Una investigación que apunta a la cúpula del Estado
El auto de la juez no menciona nombres, pero el ángulo elegido es explosivo. No se trata de un simple caso de inmigración ilegal: el delito contra la seguridad del Estado puede alcanzar a quienes consintieron, facilitaron o miraron hacia otro lado. En el punto de mira asoma la omisión de perseguir delitos, un terreno que, según la acusación, llevaría directamente al Consejo de Ministros. Si la policía confirma que hubo una coordinación previa, el siguiente paso lógico sería interrogar a quienes tenían el deber de anticiparse.
Aquí entra la primera contradicción. El Gobierno aseguró que la avalancha fue espontánea, pero los hechos sugieren una operación preparada con mensajes en redes y llamamientos masivos. ¿Quién difundió las instrucciones para llegar a la frontera? La investigación tendrá que responder si detrás hay simples mafias o algo más incómodo para el relato oficial.
La sombra de Marruecos y el CNI
El debate se envenena en cuanto se cruzan dos palabras: Marruecos y CNI. La tesis de un grupo criminal choca con la realidad geopolítica: si alguien coordinó a cientos de personas, necesitaba el visto bueno de las autoridades marroquíes. Las acusaciones apuntan a que el Gobierno de Mohamed VI no solo sabía, sino que orquestó la presión. Y si el CNI estaba al tanto, el silencio del presidente se convierte en una decisión política, no en un fallo de inteligencia.
Algunos análisis recuerdan un precedente: la isla de Perejil. Por qué un pedazo de tierra con cabras fue durante años la mejor excusa para tensar la cuerda sin romperla. La crisis de Ceuta podría leerse como otro capítulo de esa estrategia, con la diferencia de que esta vez hay cadáveres. Más de cien, según las cifras que se manejaban en el fragor de los hechos.
La playlist y los muertos que no salen en el comunicado
Mientras el presidente recomendaba una playlist en sus redes, los equipos de rescate recuperaban cuerpos en la playa. La imagen, imposible de maquillar, ha calado en una opinión pública que no olvida la diferencia entre los 15 fallecidos de la crisis anterior y el centenar de esta. El contraste entre la ligereza del mensaje y la gravedad del suceso ha dado la vuelta al análisis político: hay quien habla de «trastorno de la conducta» y quien exige responsabilidades penales.

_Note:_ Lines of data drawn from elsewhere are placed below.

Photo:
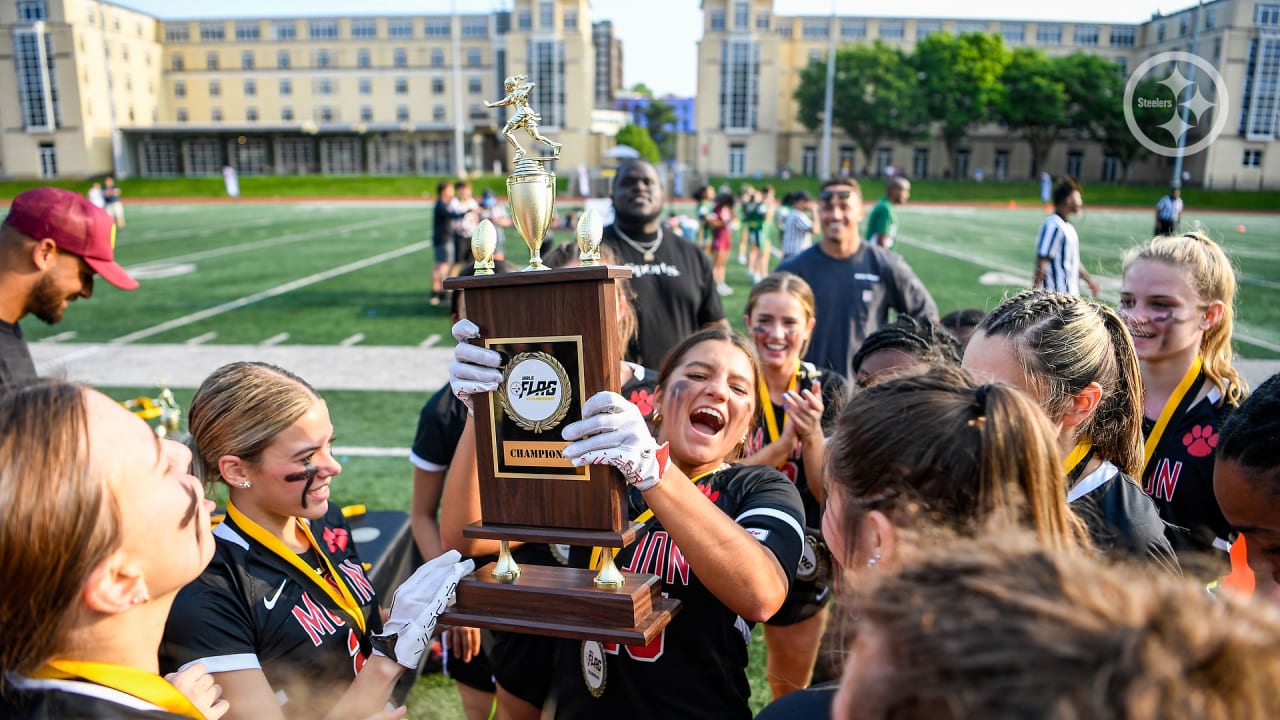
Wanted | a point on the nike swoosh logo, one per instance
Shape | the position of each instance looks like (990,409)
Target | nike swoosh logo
(270,602)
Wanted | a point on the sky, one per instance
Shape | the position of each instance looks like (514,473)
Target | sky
(659,36)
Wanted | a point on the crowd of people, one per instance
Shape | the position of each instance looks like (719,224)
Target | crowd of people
(1016,513)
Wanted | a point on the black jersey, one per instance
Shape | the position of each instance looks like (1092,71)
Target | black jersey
(1180,475)
(252,609)
(32,698)
(696,666)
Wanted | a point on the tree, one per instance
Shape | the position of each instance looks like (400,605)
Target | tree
(661,119)
(1033,101)
(959,82)
(876,99)
(638,137)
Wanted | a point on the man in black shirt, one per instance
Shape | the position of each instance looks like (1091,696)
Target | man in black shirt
(51,245)
(675,294)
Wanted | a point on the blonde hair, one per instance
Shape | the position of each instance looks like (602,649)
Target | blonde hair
(60,519)
(240,409)
(1212,277)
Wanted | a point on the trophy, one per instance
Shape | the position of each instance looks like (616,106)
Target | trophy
(556,331)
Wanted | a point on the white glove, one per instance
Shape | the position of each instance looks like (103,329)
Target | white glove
(474,369)
(612,432)
(416,605)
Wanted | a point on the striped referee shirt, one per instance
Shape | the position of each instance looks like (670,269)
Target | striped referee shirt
(1059,244)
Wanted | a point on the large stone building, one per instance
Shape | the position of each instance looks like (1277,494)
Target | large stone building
(88,86)
(749,65)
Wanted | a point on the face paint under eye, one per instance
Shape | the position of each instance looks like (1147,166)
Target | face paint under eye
(307,474)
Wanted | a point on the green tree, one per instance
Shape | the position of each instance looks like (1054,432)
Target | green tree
(661,118)
(959,82)
(1033,101)
(876,98)
(638,137)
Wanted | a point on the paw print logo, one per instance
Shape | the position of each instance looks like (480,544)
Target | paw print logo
(643,400)
(1201,441)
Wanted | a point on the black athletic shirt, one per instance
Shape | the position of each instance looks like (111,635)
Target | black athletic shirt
(1180,475)
(675,294)
(251,609)
(696,666)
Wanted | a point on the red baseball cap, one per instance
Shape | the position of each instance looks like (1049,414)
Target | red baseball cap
(76,224)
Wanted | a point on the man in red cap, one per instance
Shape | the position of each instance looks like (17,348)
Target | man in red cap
(51,245)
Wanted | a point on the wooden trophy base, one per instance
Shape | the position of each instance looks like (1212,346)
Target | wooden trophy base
(563,602)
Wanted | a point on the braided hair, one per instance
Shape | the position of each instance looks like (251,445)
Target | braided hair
(1065,342)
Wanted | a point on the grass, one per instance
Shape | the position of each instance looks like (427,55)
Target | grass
(222,253)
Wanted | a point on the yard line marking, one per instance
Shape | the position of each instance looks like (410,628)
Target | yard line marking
(263,244)
(201,338)
(274,340)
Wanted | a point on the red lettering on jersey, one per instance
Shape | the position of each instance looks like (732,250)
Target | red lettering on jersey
(314,619)
(1162,481)
(357,580)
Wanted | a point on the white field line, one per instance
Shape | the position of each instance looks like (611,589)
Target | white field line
(251,299)
(274,340)
(270,242)
(969,256)
(201,338)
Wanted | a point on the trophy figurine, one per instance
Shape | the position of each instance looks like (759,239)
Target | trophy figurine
(530,188)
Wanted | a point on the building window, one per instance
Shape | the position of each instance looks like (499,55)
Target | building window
(438,27)
(323,30)
(924,28)
(1086,35)
(33,10)
(1014,33)
(740,72)
(213,32)
(400,28)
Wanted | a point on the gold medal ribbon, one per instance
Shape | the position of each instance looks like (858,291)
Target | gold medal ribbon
(141,684)
(1166,414)
(339,595)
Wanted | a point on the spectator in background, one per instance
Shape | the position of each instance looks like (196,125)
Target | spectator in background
(1169,212)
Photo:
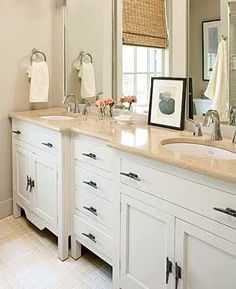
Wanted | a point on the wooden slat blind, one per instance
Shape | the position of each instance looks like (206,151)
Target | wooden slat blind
(144,23)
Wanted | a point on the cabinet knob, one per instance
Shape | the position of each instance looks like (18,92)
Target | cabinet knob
(90,237)
(90,155)
(91,210)
(227,211)
(91,184)
(132,176)
(47,144)
(16,132)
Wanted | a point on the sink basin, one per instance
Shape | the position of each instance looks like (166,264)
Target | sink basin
(200,150)
(57,117)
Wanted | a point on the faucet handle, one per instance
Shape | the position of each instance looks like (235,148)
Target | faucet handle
(197,127)
(234,138)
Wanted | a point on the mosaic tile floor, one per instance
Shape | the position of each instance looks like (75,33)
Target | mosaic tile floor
(28,260)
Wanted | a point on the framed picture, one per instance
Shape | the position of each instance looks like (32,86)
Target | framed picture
(210,41)
(167,102)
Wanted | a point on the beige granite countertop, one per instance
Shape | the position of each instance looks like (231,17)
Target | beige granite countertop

La ironía no oculta el fondo. Si la justicia determina que hubo una acción concertada, el escenario cambia: ya no es una crisis migratoria, es un atentado contra la soberanía. Y en ese caso, la pregunta no es solo quién lanzó el mensaje, sino quién lo recibió con el poder de impedirlo.
Una causa que nace ya con la etiqueta del archivo
La experiencia invita al escepticismo. Las diligencias por delitos contra la seguridad del Estado suelen terminar en un cajón cuando tocan a un gobierno. El precedente del apagón, donde todavía se esperan respuestas, alimenta la sospecha de que esta investigación servirá para que la fiscalía diga que «eran las mafias» y cierre el caso. La diferencia, esta vez, es que la presión no viene de un partido, sino de una asociación que ha logrado colar en el juzgado lo que el Congreso evita.
El tiempo dirá si la juez Tardón se atreve a seguir el hilo hasta el final o si, como sugiere el escepticismo más avezado, la causa se diluirá en los vericuetos procesales. Mientras tanto, la frontera sur sigue siendo la herida abierta que nadie quiere cerrar con hechos.